Ratchet motion of magnetic skyrmions driven by surface acoustic sawtooth waves

TL;DR

This work addresses the challenge of deterministically transporting skyrmions without Joule heating by leveraging surface acoustic waves. The authors propose a sawtooth SAW profile that creates an asymmetric strain gradient, enabling depinning and unidirectional hopping of skyrmions between pinning centers, with net motion roughly perpendicular to the SAW direction. They develop a rigid-Néel skyrmion analytical model including magnetoelastic coupling and pinning potentials, derive a depinning threshold $\Delta\varepsilon_{xx,\min}$, and predict a ratchet regime confirmed by micromagnetic simulations. The simulations, conducted for nanoscale skyrmions and realistic pinning landscapes, reproduce the threshold behavior and demonstrate ratcheting under a sawtooth SAW, supported by an energy landscape analysis and Fourier-synthesis route to experimental implementation. Overall, the results indicate feasible strain requirements and provide a route to SAW-assisted, directional skyrmion control for spintronic devices.

Abstract

The manipulation of skyrmions by surface acoustic waves (SAW) has garnered significant interest in the field of spintronic devices. Previous studies established that skyrmions can be generated and moved by strain pulses.

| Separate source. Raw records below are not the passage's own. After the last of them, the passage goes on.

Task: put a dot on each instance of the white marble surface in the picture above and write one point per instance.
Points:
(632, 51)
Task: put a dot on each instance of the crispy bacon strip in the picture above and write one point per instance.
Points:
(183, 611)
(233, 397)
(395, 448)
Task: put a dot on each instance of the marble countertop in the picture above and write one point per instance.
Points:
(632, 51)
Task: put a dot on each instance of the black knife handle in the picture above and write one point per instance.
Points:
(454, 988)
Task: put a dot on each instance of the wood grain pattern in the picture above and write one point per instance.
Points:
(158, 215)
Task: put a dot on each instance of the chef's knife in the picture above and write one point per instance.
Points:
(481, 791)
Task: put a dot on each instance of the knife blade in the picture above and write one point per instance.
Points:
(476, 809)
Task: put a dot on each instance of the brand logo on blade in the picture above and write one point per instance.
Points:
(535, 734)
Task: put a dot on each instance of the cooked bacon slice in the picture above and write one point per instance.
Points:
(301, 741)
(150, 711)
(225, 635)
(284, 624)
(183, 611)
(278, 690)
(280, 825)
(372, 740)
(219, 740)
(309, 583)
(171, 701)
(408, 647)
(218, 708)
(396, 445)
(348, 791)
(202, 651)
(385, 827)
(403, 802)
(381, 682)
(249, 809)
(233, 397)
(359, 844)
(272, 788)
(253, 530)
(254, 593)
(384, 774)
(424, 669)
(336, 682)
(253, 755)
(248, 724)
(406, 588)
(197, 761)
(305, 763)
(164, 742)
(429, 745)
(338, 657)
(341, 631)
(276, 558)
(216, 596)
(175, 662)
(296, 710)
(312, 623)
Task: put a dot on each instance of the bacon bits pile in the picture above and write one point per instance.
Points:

In this study, we propose that sawtooth-SAWs can be used to drive a ratchet motion of magnetic skyrmions in the presence of pinning centers. This results in a net motion of the skyrmions orthogonal to the continuously applied SAW. The ratchet motion is fundamentally caused by non-vanishing pinning, so that a certain strain gradient magnitude is required to overcome pinning and start skyrmion motion. We demonstrate the feasibility of our concept by micromagnetic simulations and analytical model calculations.

Figures (4)

• Figure 1: a) Schematic of the proposed experiment. An interdigital transducer (IDT) launches a sawtooth-shaped surface acoustic wave (SAW) to a skyrmion in a pinning center. This depins the skyrmion and moves it to the next pinning center. The pinning center is modeled as a donut-shaped region with reduced anisotropy. The image on the top left shows the applied strain $\varepsilon$ and the bottom left image the resulting strain gradient $\Delta\varepsilon$ resulting from a sinusoidal-SAW (orange) and a sawtooth-shaped SAW (blue) over time $t$. The dashed black line in the bottom left image indicates the strain gradient $\Delta\varepsilon_\text{depin}$ needed to depin the skyrmion from a pinning site. b) depicts the micromagnetically simulated skyrmion velocities (black and red dots) of a pinned nm-scale skyrmion in a single pinning site in dependence of an applied strain gradient in x-direction. The black and red lines indicate the analytically calculated skyrmion velocity for $r_\text{SkX}=12.6nm$ and $w = 4.7nm$ obtained from Eq. (\ref{['eq:vx']}, \ref{['eq:vy']}).
• Figure 2: Anisotropy landscape used for simulating the response of the skyrmion to a surface-acoustic-wave. The anisotropy is reduced by a value of $2$ % in a donut shaped form. The regions of reduced anisotropy create a chain like structure. The anisotropy landscape creates a energy landscape which induces pinning to the system. The red circles correspond to skyrmions in the landscape after $t_\text{1} = 0ns$, $t_\text{2} = 30ns$ and $t_\text{3} = 40ns$ after applying a sawtooth-shaped SAW. The energy landscape for a region of $100\times100$ nm is shown in on the right.
• Figure 3: a) Shape of the resulting strain $\epsilon_{xx}$ (bottom) and the straingradient $\Delta\epsilon_{xx}$ (top) due to the applied sawtooth SAW. b) Anisotropy landscape created by $10nm$ sized grains with random anisotropy reduction between 0 and $1\%$. On the right the resulting energy landscape in a $100\times100$$nm\squared$ region. c) Movement of the skyrmion placed in the anisotropy landscape with an sawtooth-shaped SAW applied in the positive x-direction after a time of $t = 0ns$, $t = 10ns$ and $t = 30ns$.
• Figure 4: Force on the skyrmion in dependence of the skyrmion size $s = 2\cdot r_\text{SkX}+ w$ obtained from micromagnetic simulations (black circles) and from an analytical calculation from Eq. \ref{['eq:force_sky_ana']}. $r_\text{SkX}$ and $w$ for the analytical calculation are determined by fitting the normalized $m_z$ component from Eq. \ref{['eq:m']} to the skyrmion profile of the micromagnetically simulated skyrmion. The inset is a zoom in on small skyrmion sizes $s$.